Several strengths and some limitations must be considered when interpreting the current findings. As demanded by previous research (Torrente et al. 2014), we examined the dynamics between ADHD, stress coping strategies, and life impairments in a large sample of adults. Data were based on self-reports of childhood and current ADHD symptoms, which allowed for the consideration of ADHD symptomatology/severity meeting claims of previous research not only to rely on clinical diagnoses but also include dimensional (subclinical) representations of ADHD (Philipp-Wiegmann et al. 2018). Although we aimed at examining a sample that offered a broader range of dimensional ADHD symptomatology/severity by including both clinically and non-clinically referred participants, our sample was not representative of the general population and some selection bias (e.g., due to self-initiated introduction to our ADHD outpatient consultation department) cannot be excluded. Moreover, the sole reliance on self-reported data holds the risk of subjective bias, e.g., in terms of under/over-reporting of symptomatology or feigning. This is important to consider, especially because assignments to ADHD and non-ADHD subsamples were based on self-reported symptomatology only. Also, accounting for clinician-administered ADHD diagnoses appeared to be important in the investigation of life impairments associated with ADHD, as differences were found in the degrees of impairment between clinically diagnosed adults and adults with clinically relevant, self-reported ADHD symptomatology (Pawaskar et al. 2020). However, we were not able to include clinician-administered diagnoses in the present study. Regarding our research design, findings are based on cross-sectional, correlational data, which prevent any causal inferences.
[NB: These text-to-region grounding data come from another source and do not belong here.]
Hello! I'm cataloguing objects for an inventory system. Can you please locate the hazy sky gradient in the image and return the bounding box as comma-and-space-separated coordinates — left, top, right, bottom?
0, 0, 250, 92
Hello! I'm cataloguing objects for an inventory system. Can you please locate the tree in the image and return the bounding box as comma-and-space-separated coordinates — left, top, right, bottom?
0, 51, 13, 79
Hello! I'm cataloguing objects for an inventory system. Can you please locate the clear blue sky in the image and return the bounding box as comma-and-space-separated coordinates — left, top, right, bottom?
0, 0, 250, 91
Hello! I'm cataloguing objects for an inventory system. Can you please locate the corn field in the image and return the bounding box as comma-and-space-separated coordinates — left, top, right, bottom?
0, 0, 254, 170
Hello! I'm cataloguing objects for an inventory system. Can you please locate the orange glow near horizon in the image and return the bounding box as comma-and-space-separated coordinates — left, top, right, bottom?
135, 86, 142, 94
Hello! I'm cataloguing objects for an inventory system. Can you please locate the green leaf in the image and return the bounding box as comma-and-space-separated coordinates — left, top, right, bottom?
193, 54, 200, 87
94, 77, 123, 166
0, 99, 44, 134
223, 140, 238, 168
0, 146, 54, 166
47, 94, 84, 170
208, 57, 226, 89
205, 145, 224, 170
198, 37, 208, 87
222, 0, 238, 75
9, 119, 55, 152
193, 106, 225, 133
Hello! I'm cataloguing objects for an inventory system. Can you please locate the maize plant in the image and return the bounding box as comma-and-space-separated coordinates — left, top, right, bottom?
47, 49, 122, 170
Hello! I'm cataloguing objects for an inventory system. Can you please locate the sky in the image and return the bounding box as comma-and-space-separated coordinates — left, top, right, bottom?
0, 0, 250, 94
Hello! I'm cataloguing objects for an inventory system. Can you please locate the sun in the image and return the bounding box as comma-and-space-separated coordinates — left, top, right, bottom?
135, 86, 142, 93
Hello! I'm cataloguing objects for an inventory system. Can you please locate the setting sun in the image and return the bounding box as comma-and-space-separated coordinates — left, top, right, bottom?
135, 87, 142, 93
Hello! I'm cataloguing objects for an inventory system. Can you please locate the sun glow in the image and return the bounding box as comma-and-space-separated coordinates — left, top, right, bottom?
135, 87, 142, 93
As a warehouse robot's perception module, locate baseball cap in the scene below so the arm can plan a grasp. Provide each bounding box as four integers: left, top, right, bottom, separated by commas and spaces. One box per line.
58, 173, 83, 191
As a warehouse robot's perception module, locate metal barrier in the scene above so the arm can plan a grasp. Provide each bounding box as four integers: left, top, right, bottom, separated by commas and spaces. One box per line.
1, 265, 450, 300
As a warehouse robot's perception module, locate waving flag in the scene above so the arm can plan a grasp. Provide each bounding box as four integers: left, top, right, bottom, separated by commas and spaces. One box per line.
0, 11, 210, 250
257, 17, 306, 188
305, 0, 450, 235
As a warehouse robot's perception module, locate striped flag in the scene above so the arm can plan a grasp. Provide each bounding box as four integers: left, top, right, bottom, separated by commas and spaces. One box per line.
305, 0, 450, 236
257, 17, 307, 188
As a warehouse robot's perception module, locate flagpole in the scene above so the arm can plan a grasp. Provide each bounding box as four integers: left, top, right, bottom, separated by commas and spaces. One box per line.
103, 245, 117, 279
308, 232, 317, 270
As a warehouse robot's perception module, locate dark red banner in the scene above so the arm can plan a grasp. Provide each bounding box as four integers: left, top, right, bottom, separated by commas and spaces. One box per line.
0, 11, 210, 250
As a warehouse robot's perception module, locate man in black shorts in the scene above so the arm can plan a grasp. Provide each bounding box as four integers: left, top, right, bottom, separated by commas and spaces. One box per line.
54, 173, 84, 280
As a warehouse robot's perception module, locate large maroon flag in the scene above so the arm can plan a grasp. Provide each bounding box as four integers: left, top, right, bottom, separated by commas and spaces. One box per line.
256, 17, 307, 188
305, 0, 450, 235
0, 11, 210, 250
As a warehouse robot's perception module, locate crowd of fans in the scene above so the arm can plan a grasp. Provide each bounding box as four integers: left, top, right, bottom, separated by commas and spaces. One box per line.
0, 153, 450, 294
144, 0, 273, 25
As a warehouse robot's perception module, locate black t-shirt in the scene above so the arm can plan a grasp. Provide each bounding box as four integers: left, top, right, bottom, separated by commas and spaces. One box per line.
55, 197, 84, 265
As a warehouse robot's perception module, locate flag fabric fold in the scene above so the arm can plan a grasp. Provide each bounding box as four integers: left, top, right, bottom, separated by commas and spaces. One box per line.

Despite the consideration of a variety of adaptive and maladaptive stress coping strategies that allowed for sophisticated insights into their associations with ADHD and life impairments, future studies could been strengthened by the (longitudinal) inclusion of subjective and objective measures of psychological/psychiatric distress and perceived stress, which was, however, beyond the scope of the present study.

Conclusion and implications

In conclusion, the current findings provide further evidence that ADHD is associated with increased life impairments in multiple domains. Adaptive stress coping strategies were seldomly applied by adults with ADHD and showed little effects on these associations, whereas maladaptive stress coping strategies were frequent and some of them (e.g., social withdrawal) appeared to increase current life impairments. With respect to the potential long-term risks related to maladaptive coping, the acquirement and adequate application of adaptive stress coping strategies is of major importance for individuals with ADHD. Thus, studies and, especially, practitioners working with individuals with ADHD must not neglect to assess their clients’ perceived stress and the coping strategies already in use, but need to provide them with respective treatment approaches that support them in the successful implementation of stress-reducing techniques.